The first females to become Marine Infantry will share tents with their male counterparts during field exercises, officials from Camp Lejeune announced.
“We’re not changing any of our tactical posture or breaking unit cohesion or adjusting anything to accommodate mixed genders while we’re operating in a field environment replicating tactical conditions,” Maj. Charles Anklam III, executive officer for 1st Battalion, 8th Marines at Camp Lejeune, North Carolina told reporters.
Three women became infantry Marines on January 5, 2017. The nation’s first female rifleman, machine gunner, and mortar Marine all have their own rooms, bathrooms, and showers while in the barracks but will find themselves “side-by-side” with male marines while in the field.
“Our female Marines will find themselves side-by-side their male counterparts in a fighting hole or in their living conditions for the execution of field or deployed duties,” Anklam said in an interview on January 20.
Anklam states that the Marine Corps has not encountered any unexpected challenges while integrating the female Marines into the infantry unit thus far. There have been small accommodations made for the women, but none of the changes have been deemed difficult decisions by military officials.
“Typically you’ll find within an infantry battalion like in this building, we’ve got a downstairs and an upstairs head facility,” Anklam told reporters. “We’ve been able to allocate one of those for the use of female members and then the other for male members.”
Capt.

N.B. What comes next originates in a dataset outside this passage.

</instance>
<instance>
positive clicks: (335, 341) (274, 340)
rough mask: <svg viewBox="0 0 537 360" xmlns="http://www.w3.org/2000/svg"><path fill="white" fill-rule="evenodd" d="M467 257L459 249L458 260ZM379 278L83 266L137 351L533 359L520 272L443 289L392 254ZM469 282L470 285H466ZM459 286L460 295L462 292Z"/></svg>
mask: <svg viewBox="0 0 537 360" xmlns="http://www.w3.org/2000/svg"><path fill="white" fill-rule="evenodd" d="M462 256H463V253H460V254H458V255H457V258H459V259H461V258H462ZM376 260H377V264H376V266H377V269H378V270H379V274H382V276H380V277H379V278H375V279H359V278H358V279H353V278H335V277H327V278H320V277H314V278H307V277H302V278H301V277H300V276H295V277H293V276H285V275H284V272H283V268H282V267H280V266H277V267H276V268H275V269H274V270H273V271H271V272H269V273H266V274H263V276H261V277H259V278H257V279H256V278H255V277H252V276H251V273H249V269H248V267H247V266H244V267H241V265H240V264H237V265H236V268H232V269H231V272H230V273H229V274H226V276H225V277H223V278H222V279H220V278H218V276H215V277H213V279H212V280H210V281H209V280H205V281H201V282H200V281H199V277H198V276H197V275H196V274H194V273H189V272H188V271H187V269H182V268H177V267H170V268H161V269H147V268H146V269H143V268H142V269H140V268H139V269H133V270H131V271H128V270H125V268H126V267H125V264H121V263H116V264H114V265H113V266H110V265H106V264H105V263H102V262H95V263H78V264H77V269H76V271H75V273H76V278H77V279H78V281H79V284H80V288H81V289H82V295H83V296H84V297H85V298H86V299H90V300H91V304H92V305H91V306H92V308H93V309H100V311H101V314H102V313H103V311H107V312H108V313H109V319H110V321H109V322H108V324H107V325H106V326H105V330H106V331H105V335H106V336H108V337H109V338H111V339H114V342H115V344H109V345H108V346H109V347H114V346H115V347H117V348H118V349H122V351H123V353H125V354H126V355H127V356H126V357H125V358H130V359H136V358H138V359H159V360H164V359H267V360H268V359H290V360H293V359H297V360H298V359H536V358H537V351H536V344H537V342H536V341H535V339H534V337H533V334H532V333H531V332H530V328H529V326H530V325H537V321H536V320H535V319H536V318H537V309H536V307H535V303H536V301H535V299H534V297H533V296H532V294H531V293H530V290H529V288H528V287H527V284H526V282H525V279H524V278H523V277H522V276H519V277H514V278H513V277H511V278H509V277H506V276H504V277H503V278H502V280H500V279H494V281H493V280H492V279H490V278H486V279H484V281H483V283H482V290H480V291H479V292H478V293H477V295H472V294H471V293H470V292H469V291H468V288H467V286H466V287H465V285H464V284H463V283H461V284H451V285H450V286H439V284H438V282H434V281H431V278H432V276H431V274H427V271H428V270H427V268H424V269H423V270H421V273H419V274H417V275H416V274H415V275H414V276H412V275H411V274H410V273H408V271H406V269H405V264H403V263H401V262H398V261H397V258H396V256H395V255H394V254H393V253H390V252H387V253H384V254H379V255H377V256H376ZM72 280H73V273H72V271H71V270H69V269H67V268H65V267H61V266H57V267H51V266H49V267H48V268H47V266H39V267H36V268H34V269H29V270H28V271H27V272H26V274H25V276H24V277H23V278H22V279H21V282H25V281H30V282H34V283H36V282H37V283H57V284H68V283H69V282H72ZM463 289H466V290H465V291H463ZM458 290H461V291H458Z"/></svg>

Katharine Gibbons-Neff is the battalion’s logistics officer and serves as part of the unit’s female leadership cadre. Military officials state that having Gibbons-Neff’s input has helped provide valuable insight for the traditionally all-male leadership.
Lt. Col. Reginald McClam, battalion commander, is one of many who has applauded the new female infantry Marines and has expressed gratitude for Gibbon-Neff’s input, but he states that no accommodations will be made that could threaten the integrity of any operations carried out by the infantry unit. To McClam, the operations of the United States military are both sex and gender-neutral.
“This is what I told the staff,” McClam said, “I joined the Marine Corps to lead Marines and sailors. I didn’t take an oath of office that said I was going to lead male Marines or female Marines or male sailors or female sailors. I said I would lead Marines.”